Linda P. Baker’s Fairies Weep Not is a lovely tale of a young woman who visits her grandparents, only to find that the family home is not at all what it used to be. When she discovers the source of that change, she’s forced to trust in her dreams for a solution…
Dylan Birtolo’s Eternal Vigilance has a nice setup (a wizard lives in the middle of nowhere, watching over a bound demon, and ends up befriending a local girl). The magic system, however, seems pretty arbitrary, which makes the action feel meaningless. You can’t try to imagine what will happen next, and combat-ending large magics feel rather like a deus ex machina.
Vicki Johnson-Stegers’s Trophy Wife is my least-favorite tale in this book.
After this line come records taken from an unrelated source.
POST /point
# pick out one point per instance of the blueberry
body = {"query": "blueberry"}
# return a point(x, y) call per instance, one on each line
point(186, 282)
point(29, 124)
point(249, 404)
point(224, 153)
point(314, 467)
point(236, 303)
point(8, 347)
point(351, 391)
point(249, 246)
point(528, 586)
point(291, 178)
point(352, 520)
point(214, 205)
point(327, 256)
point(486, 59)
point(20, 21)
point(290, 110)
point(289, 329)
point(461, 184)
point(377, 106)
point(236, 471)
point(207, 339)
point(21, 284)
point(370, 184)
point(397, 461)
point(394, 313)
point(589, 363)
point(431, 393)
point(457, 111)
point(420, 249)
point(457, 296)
It starts off with a warm sense of humor, but ends up taking a sudden left turn straight into annoying stereotypes, all in the service of ending the story with an unsatisfying pun.
John Lambshead’s Siren’s Tears is set in a rather fascinating remote village, but I found the characters too annoying to enjoy. A man decides to get away from it all, only to discover that the virtues of remote locations and their inhabitants are highly overstated.
As usual for an anthology, you’ll like some stories better than others. I absolutely adore the unusual premise of this one, however, and think it has enough delightful stories to be well worth your time.